McLuhan’s central suggestion is that all human experience may be studied as situated within a “unified field” of different patterns of “homeostasis of the perceptual factors” — aka different patterns of “relative interplay of the optical and the auditory modes” as modulated by touch. These patterns, in turn, may be characterized as different forms of “distribution of emphasis [or stress] among the senses“.
Gutenberg Galaxy 63
The increase of visual stress among the Greeks alienated them from the primitive art that the electronic age now reinvents after interiorizing the unified field of electric all-at-oneness.
Gutenberg Galaxy 71
“For religious man, space is not homogeneous; he experiences interruptions, breaks in it”
(Eliade). Likewise in time. For the modern physicist, (…) space is not homogeneous, nor is time. By contrast, the geometrical space invented in antiquity, far from being diverse, unique, pluralistic, sacral, “can be cut and delimited in any direction; but no qualitative differentiation and, hence, no orientation are given by virtue of its inherent structure.” (Eliade) The next statement applies entirely to the relative interplay of the optical and the auditory modes in the shaping of human sensibility: “It must be added at once that such a profane existence is never found in the pure state. To whatever degree he may have desacralized the world, the man who has made his choice in favor of a profane life never succeeds in completely doing away with religious behavior. This will become clearer as we proceed; it will appear that even the most desacralized existence still preserves traces of a religious valorization of the world.” (Eliade)
McLuhan to Chuck Bayley, December 16, 1964 (Gordon 150)
His [Innis’] great insight was that every situation can be studied structurally by asking the question: ‘What is the primary stress or action that holds this whole structure in place?’ I think he got this approach from Max Weber. Weber had used it for institutions. Innis extended the approach to media. This structural approach tends to dispense with the accidents of ‘content’.
MM to Hans Selye, July 25, 1974 (Gordon 150)

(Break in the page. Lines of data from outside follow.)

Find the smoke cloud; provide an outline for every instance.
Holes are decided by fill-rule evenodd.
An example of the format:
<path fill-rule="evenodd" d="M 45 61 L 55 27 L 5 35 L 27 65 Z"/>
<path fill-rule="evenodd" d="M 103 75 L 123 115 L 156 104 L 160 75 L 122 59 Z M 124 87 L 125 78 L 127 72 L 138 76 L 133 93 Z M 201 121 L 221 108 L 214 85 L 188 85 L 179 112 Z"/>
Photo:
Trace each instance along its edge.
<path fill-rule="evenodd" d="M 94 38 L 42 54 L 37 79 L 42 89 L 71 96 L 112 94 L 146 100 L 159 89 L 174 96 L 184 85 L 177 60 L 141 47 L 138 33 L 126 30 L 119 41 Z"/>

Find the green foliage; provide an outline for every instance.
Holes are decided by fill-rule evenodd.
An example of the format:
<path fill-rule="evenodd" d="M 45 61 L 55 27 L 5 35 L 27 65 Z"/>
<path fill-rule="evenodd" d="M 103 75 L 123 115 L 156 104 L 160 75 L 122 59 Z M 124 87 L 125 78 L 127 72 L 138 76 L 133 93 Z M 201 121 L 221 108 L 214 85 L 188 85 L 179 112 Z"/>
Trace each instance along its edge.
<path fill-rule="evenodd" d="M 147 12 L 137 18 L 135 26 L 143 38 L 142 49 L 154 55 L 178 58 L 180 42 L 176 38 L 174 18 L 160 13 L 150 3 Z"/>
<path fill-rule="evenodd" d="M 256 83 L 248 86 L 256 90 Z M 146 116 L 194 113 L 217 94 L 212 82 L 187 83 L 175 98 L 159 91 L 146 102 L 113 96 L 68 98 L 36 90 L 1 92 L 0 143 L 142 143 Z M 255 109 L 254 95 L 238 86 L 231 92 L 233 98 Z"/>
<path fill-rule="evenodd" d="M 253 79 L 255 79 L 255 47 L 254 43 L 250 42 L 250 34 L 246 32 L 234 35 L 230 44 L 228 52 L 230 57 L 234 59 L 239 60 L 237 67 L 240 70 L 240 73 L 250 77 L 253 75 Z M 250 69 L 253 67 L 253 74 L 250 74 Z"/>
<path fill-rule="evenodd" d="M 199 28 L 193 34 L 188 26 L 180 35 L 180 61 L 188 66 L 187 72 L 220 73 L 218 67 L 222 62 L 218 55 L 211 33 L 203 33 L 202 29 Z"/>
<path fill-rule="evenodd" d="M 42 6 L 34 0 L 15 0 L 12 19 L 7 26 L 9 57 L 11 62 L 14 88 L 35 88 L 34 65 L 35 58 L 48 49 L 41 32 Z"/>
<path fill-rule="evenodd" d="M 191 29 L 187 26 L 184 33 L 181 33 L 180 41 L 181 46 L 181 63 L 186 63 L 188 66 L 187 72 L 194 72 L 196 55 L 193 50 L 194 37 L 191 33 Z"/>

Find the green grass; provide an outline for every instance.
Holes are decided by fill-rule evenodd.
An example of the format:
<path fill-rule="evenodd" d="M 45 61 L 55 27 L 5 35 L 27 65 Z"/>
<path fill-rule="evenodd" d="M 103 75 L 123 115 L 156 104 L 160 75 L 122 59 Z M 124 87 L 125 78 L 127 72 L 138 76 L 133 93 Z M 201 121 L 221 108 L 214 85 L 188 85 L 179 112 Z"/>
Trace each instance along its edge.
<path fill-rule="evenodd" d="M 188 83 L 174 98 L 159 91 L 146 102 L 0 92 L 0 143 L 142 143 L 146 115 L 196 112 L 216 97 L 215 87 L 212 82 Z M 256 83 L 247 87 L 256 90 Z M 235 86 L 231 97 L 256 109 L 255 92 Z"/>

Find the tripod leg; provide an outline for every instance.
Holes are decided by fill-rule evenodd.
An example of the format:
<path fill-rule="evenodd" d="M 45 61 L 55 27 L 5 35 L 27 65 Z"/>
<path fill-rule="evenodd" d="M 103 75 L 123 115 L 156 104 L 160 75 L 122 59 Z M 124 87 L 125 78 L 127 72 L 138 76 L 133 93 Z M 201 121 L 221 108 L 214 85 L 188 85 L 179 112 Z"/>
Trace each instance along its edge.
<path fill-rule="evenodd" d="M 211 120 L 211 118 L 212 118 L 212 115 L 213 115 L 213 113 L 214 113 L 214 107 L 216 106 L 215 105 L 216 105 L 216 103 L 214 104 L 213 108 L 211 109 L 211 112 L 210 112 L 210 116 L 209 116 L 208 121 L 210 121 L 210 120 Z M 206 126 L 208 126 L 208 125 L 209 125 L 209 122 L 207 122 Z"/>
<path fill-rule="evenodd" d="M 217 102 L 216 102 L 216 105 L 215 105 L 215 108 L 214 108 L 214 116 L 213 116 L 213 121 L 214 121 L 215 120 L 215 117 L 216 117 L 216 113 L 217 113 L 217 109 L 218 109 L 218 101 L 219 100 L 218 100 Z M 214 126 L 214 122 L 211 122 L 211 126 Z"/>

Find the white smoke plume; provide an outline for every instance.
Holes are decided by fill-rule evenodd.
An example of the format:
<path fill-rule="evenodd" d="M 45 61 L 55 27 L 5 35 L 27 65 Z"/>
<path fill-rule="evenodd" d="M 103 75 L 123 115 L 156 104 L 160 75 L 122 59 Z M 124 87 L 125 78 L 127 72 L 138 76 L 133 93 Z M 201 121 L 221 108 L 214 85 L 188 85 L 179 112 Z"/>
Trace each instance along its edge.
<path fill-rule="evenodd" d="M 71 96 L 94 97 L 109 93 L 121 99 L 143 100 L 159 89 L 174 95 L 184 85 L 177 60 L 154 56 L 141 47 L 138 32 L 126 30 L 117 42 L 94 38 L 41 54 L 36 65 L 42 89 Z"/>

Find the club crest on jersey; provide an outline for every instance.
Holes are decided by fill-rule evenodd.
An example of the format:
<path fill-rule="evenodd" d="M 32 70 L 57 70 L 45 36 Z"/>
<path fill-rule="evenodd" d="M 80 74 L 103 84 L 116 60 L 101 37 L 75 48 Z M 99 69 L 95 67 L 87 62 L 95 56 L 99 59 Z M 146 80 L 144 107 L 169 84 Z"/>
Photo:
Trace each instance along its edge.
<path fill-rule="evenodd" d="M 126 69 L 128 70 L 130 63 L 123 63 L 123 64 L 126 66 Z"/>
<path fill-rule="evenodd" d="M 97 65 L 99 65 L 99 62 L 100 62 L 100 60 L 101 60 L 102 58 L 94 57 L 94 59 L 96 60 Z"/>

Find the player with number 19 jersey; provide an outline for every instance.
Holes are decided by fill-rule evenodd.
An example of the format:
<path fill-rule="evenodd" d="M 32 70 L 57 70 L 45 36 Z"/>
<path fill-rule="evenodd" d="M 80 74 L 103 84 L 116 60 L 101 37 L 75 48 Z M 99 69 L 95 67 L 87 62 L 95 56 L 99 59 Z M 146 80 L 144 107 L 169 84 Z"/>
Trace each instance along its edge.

My own approach (…) is a transformation theory, thus homeostasis of the perceptual factors in a rapidly changing environment requires much redistribution of emphasis among the senses. For example, a blind or deaf person compensates for the loss of one sense by a heightening of activity in the others. It seems to me that this also occurs in whole populations when new technologies create new sensory environments.